Ford did this in the days of the Ford Best Practice Replication System. Through applying continuously decreasing operating budgets, they forced their plants into a situation where they had to learn in order to deliver.

John Browne (the BP CEO in the 90s and early 00s) did this in BP. He expected every project to deliver better than the previous project, and his budget allocations and performance targets reflected this. He forced continuous improvement in delivery and cost, and the only way to continuously improve was to continuously learn. For the project manager, these "stretch goals" were seriously uncomfortable ("How the h*** does he expect me to cut the budget by another 20%?”) and it pushed them to seek advice, look for the best of the best, and build upon the entire knowledge base of the organisation. As a result, these stretch targets were drivers of innovation, knowledge management and continuous improvement.

It's a question of receptivity. You can't transfer knowledge unless the recipient is receptive.
To be receptive, they need to have feel a need to learn, and they have to think that their own personal knowledge is not enough to solve the challenge.

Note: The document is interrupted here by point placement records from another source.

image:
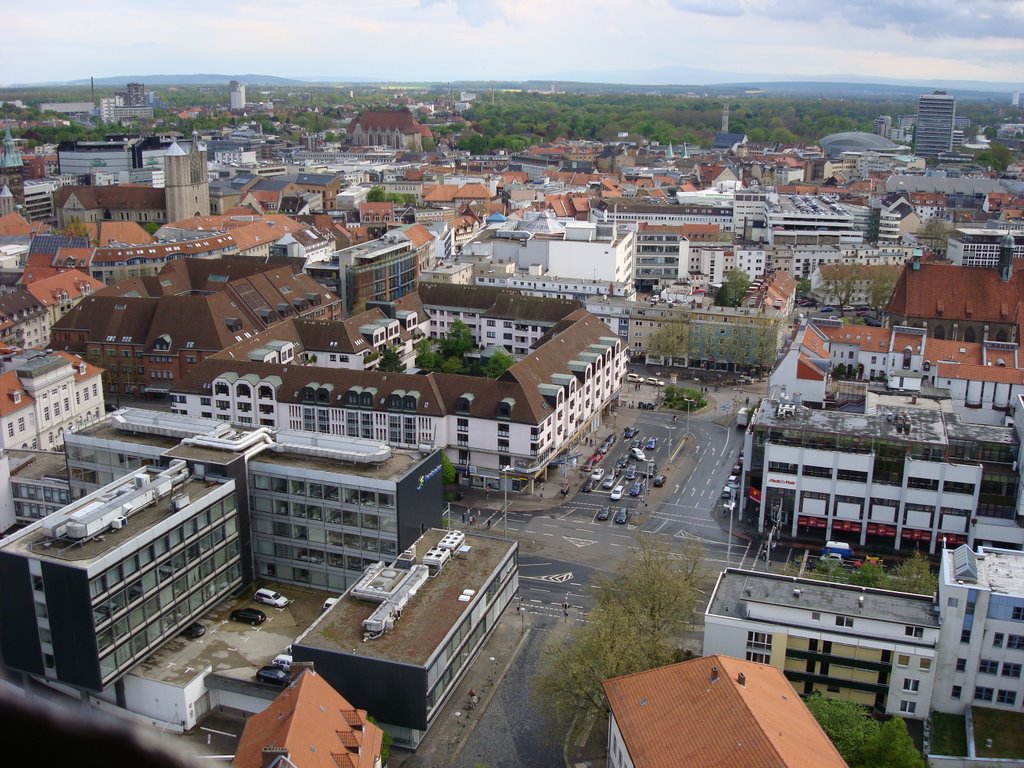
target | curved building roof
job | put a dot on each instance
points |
(836, 143)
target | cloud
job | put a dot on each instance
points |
(474, 12)
(919, 18)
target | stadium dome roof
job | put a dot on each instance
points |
(836, 143)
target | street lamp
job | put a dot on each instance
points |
(689, 407)
(505, 505)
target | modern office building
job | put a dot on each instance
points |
(95, 588)
(907, 473)
(873, 646)
(414, 626)
(981, 642)
(936, 118)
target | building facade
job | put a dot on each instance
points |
(872, 646)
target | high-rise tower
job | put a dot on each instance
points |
(934, 130)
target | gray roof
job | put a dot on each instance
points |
(737, 588)
(964, 185)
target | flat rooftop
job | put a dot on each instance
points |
(926, 420)
(38, 465)
(399, 463)
(426, 619)
(736, 588)
(999, 570)
(37, 543)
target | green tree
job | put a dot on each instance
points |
(913, 574)
(890, 747)
(449, 473)
(671, 340)
(458, 341)
(498, 364)
(391, 361)
(641, 614)
(882, 282)
(846, 723)
(935, 235)
(426, 357)
(732, 290)
(840, 283)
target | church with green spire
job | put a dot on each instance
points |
(11, 172)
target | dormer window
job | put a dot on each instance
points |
(505, 408)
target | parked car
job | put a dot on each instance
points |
(249, 615)
(272, 675)
(269, 597)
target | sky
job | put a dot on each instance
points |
(636, 41)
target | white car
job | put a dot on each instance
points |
(269, 597)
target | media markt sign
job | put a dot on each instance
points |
(428, 476)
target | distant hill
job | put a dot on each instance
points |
(189, 80)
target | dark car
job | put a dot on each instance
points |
(272, 675)
(249, 615)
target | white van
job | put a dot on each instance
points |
(269, 597)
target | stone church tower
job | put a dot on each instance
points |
(11, 173)
(185, 183)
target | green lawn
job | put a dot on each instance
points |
(948, 734)
(1005, 728)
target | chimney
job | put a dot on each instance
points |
(270, 754)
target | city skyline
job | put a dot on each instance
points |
(683, 41)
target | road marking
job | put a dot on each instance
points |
(579, 542)
(555, 578)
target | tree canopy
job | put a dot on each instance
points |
(732, 290)
(638, 622)
(863, 741)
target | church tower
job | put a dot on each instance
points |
(185, 185)
(11, 172)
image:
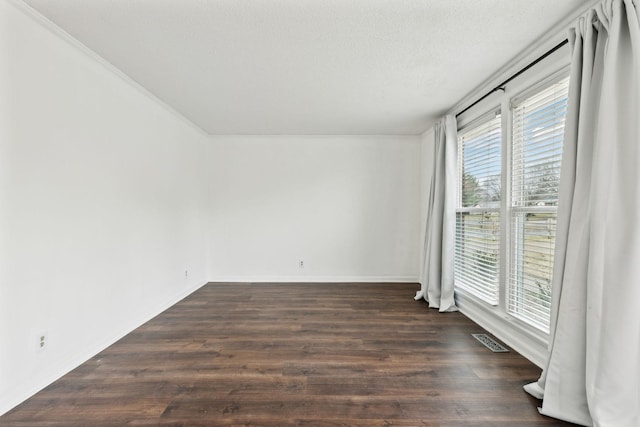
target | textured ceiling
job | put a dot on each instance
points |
(308, 66)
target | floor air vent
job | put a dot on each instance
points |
(490, 343)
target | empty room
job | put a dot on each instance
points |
(319, 213)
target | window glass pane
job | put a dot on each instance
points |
(477, 260)
(479, 165)
(538, 131)
(533, 241)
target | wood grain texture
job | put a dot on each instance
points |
(294, 355)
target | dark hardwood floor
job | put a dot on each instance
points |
(294, 354)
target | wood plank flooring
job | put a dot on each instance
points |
(294, 355)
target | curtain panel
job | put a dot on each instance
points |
(436, 277)
(592, 374)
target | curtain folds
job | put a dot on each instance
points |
(436, 277)
(592, 374)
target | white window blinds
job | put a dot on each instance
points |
(477, 257)
(538, 131)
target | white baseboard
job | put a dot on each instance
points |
(314, 279)
(529, 345)
(69, 362)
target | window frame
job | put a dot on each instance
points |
(556, 67)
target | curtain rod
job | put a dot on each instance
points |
(501, 85)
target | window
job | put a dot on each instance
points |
(508, 178)
(538, 130)
(478, 212)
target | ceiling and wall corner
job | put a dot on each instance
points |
(340, 67)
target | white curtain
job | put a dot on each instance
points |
(592, 374)
(436, 278)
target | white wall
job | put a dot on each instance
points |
(102, 205)
(349, 206)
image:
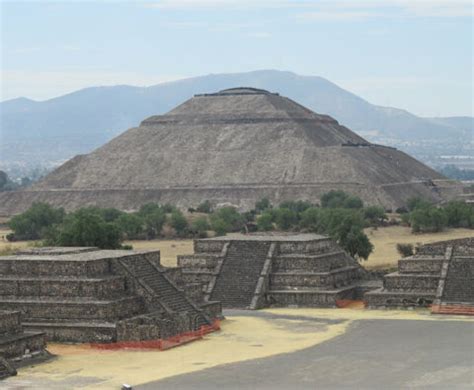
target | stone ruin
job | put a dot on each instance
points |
(440, 275)
(18, 346)
(256, 271)
(101, 296)
(237, 145)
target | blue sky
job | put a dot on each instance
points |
(411, 54)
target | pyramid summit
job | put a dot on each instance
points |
(237, 145)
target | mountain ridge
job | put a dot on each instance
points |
(82, 120)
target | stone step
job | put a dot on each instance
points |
(387, 298)
(24, 266)
(335, 278)
(418, 265)
(17, 345)
(235, 285)
(10, 322)
(313, 263)
(310, 297)
(75, 331)
(78, 308)
(66, 286)
(413, 282)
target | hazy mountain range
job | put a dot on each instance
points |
(48, 132)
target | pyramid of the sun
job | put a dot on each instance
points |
(237, 146)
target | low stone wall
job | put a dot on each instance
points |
(396, 281)
(421, 266)
(9, 322)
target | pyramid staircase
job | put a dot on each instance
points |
(440, 275)
(253, 271)
(237, 281)
(16, 345)
(90, 295)
(170, 297)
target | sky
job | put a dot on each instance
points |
(410, 54)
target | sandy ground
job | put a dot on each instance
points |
(385, 242)
(244, 336)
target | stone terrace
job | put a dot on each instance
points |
(90, 295)
(259, 270)
(16, 345)
(440, 273)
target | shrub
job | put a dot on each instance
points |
(265, 222)
(85, 228)
(262, 205)
(226, 219)
(286, 218)
(179, 223)
(154, 222)
(428, 219)
(131, 225)
(205, 207)
(298, 206)
(200, 226)
(35, 222)
(374, 215)
(459, 214)
(417, 203)
(405, 250)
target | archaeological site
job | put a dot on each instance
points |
(256, 271)
(101, 296)
(236, 146)
(440, 275)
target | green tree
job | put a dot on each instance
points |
(226, 219)
(205, 207)
(459, 214)
(35, 222)
(417, 203)
(178, 222)
(86, 228)
(405, 250)
(374, 215)
(298, 206)
(154, 218)
(200, 226)
(356, 243)
(131, 225)
(262, 205)
(340, 199)
(428, 219)
(265, 222)
(286, 218)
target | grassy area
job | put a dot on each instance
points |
(169, 249)
(385, 241)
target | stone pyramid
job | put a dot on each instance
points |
(237, 146)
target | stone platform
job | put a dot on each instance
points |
(91, 295)
(255, 271)
(16, 345)
(440, 275)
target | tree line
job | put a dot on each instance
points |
(340, 215)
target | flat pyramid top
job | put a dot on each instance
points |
(239, 91)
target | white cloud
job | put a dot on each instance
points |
(333, 9)
(261, 35)
(42, 85)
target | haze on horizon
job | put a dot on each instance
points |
(416, 55)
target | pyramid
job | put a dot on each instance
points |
(234, 146)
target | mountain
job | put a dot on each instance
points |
(54, 130)
(237, 145)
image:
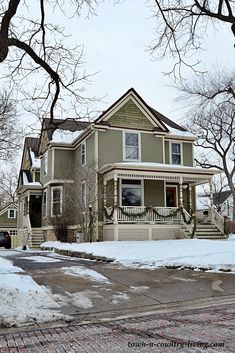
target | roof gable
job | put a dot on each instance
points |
(122, 113)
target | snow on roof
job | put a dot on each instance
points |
(65, 136)
(36, 163)
(180, 133)
(26, 182)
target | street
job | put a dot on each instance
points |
(119, 309)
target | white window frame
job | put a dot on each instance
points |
(45, 171)
(8, 213)
(44, 206)
(83, 153)
(124, 146)
(181, 151)
(61, 198)
(142, 191)
(176, 188)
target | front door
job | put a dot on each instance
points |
(171, 196)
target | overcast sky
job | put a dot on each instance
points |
(116, 42)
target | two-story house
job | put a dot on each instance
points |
(132, 169)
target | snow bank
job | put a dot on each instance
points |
(213, 255)
(22, 300)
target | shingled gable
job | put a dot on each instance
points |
(131, 94)
(68, 124)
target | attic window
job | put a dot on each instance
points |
(131, 146)
(11, 213)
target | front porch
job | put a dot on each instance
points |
(153, 201)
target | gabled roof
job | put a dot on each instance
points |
(157, 122)
(7, 207)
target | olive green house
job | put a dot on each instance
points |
(131, 171)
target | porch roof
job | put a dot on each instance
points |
(158, 171)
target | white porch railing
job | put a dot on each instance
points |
(139, 214)
(217, 220)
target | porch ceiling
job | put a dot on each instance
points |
(158, 171)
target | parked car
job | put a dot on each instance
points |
(5, 239)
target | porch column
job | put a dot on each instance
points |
(115, 203)
(181, 192)
(190, 196)
(211, 193)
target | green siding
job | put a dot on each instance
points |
(110, 147)
(167, 160)
(64, 161)
(129, 115)
(188, 154)
(154, 193)
(152, 148)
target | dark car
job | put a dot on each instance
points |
(5, 239)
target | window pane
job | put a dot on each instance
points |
(131, 139)
(176, 159)
(132, 152)
(176, 148)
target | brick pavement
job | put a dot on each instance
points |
(183, 332)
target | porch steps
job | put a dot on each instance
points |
(208, 231)
(37, 238)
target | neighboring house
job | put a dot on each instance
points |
(132, 169)
(8, 220)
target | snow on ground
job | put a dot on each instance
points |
(212, 255)
(84, 272)
(37, 258)
(23, 301)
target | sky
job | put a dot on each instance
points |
(116, 42)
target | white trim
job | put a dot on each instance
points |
(61, 198)
(163, 150)
(46, 204)
(176, 188)
(134, 132)
(83, 152)
(9, 211)
(131, 96)
(45, 164)
(181, 151)
(59, 181)
(120, 190)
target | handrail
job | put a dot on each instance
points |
(189, 223)
(217, 219)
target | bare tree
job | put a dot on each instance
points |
(36, 53)
(212, 119)
(182, 26)
(8, 185)
(10, 134)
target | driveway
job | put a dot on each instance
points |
(90, 290)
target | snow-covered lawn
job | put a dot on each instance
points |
(22, 300)
(211, 255)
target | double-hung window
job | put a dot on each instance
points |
(11, 213)
(83, 153)
(44, 204)
(56, 200)
(131, 193)
(131, 146)
(83, 194)
(46, 164)
(176, 155)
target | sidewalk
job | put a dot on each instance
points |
(200, 330)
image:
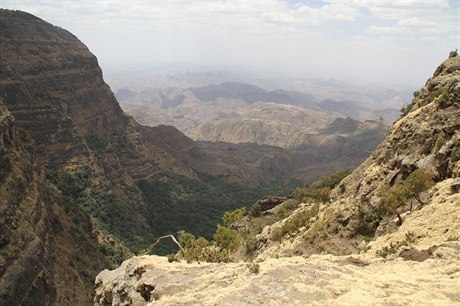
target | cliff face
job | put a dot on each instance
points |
(54, 91)
(384, 259)
(46, 257)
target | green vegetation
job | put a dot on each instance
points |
(200, 249)
(99, 203)
(398, 195)
(226, 238)
(253, 267)
(320, 190)
(196, 206)
(395, 246)
(295, 222)
(392, 200)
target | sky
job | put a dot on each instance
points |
(392, 42)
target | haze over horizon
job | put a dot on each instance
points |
(388, 42)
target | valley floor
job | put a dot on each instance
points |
(317, 280)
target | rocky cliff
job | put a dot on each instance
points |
(46, 257)
(391, 226)
(79, 171)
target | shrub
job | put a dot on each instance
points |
(397, 196)
(253, 267)
(226, 238)
(231, 217)
(367, 220)
(295, 222)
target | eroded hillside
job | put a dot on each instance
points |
(388, 233)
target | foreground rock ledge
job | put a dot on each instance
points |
(318, 280)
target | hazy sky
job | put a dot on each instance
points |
(382, 41)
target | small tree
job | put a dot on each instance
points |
(231, 217)
(417, 182)
(226, 238)
(411, 188)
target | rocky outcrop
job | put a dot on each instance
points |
(426, 137)
(46, 256)
(428, 263)
(401, 263)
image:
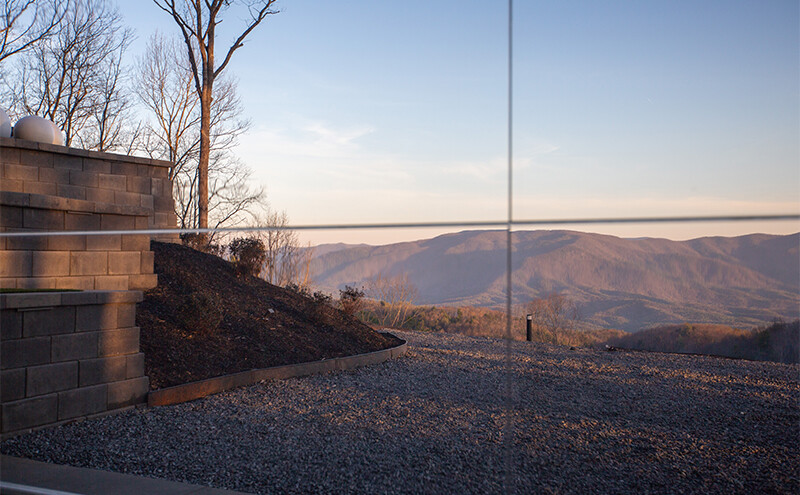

Tough targets alone are not the answer.

Do not think that I am just advocating setting arbitrary stretch goals which cannot be reached, That would be crazy; demoralising to staff and suicide for the organisation.

Instead I am advocating challenging people to do at least as well, if not better, than their colleagues, and combining this with a KM system that makes it possible to learn from these collagues. 

In both the Ford and BP cases, the strong delivery push from management was coupled with an effective knowledge management framework. Just increasing the pressure without providing systems for learning would not have worked – it would have added stress to the organisation. Increasing the pressure while also providing good KM, on the other hand, provided the incentives for knowledge to flow around the system to where it was needed (driven by “demand Pull”), and fuelled continuous performance increase over a number of years.

So remember, if you want to promote a knowledge seeking culture in your company (and a knowledge seeking culture is a far better driver of KM than a knowledge sharing culture), then your senior managers may need to push people out of the comfort zone where they can rely on what they already know.